Dünya nimetlerinin insanlara süslü gösterildiğini Yüce Allah bildirmiştir. Ancak, en doğru olanın da ahiret nimetlerine talip olmaktır. Bu da Allah c.c.ın insanlara bildirdiği bir hakikattir. Dünya nimetleri insanı Yaratıcıya ulaştırması halinde anlamlıdır. İlaha ulaştırmayan, aksine İlaha gidecek yolların önüne set oluşturan her şey insan için anlamsızdır. Müslümanın inanç anlayışına göre, elde bulunanlar; Allahın mülkündendir ve her birisi emanettir. İnsan; elinde bulunanların sahibi değil, emanetçisidir. Kişinin elinde bulunanları tasarruf etmesi bile, belli şartlara ve kuralları bağlanmıştır. Müslüman, dünyalıkları; istediği gibi elde edemez, istediği gibi de harcayamaz. Helal kazanmak ve helal yere harcamak zorundadır.

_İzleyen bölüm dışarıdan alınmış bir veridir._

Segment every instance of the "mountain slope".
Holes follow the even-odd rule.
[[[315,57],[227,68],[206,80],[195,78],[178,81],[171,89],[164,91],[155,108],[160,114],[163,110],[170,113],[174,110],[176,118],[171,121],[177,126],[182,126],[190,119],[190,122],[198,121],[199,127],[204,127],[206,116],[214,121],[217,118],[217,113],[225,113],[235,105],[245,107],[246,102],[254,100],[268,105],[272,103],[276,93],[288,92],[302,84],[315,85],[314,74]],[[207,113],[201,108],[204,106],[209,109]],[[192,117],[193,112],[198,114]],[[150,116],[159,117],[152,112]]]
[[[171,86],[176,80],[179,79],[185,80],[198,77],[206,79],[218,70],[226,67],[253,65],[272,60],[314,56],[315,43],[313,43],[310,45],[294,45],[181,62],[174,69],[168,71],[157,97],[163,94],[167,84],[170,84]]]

Ahiret inancına sahip olan insan; yokluk halinde bile varlık içinde yaşar, ahiret inancında sorun olan Müslüman bile varlık içinde yokluk çeker. Bu durum; insanın inancıyla doğru orantılıdır. İnsanın dünyalıklara yüklediği anlam ve değer; inancı ölçüsündedir. Mülkün sahibinin Allah olduğunu bilen ve bu inanca sahip olarak ahirette hesap vereceğini düşünen insan için dünya malının önemi; hak için harcanmasıyla sınırlıdır. Dünya malına doyumsuzluk; nankörlük olarak tanımlanmaktadır. Sürekli arayış içinde olmak ve dünyalık elde etmek için her türlü yönteme başvurmak; varlık içinde yokluk çekmenin tipik örneği ve göstergesidir. Bu tür insanlarda; dünyalıklar ne kadar elde edilirse edilsin, doyumsuzluk daha da artmaktadır. Her şeyin sahibi olmayı isteyenler; bunun sınırını bilememekte, zamanla da haddi aşacak davranışlar içiresine girmektedirler.

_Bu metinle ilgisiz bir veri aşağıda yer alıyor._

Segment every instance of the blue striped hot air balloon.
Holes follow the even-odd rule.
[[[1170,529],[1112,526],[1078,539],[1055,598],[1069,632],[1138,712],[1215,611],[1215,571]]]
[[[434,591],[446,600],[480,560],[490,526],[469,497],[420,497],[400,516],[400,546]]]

Humeze suresinde bu hakikati hatırlatan yüce Allah; insanoğlunun bu konudaki zaafını da tanıtmaktadır. İnsanoğlu yığıp yığıp biriktirdiklerinin kendisini koruyacağını, kurtaracağını zannetmektir. Halbuki, bu; büyük bir yanılma ve yanıltmadır. Dünya malının; insanı kurtarması mümkün değildir. Ancak; dünya malı kişiyi Allaha ulaştırıyorsa anlamlıdır, değerlidir ve insana katkı sağlayacaktır. Bunun için de; malın çok veya az olmasının anlamı yoktur. Ahiret inancında sorun olanlar ve ahiret inancıyla ilgili tasavvur problemi yaşayanların; her şeyleri dünya ve dünyalıklardır. Elinde bulunanların kendisini mutlu etmediği bu gibi insanlar; sürekli olarak kazanmak ve elde etmek için koştururlar. Her koşuşturmada bir boşluğa düşerler. Her boşluk da; kendilerinin yokluk yaşamasına neden olmaktadır.
Sürekli olarak dünyalıkların peşinde olanlar; varlık içinde yokluk yaşamak zorundadırlar. Çünkü onlar; hiçbir zaman elindekilerini göremezler, veren Allah olduğunu da bilemezler. Böyle olunca da; varlık içinde yokluk yaşarlar.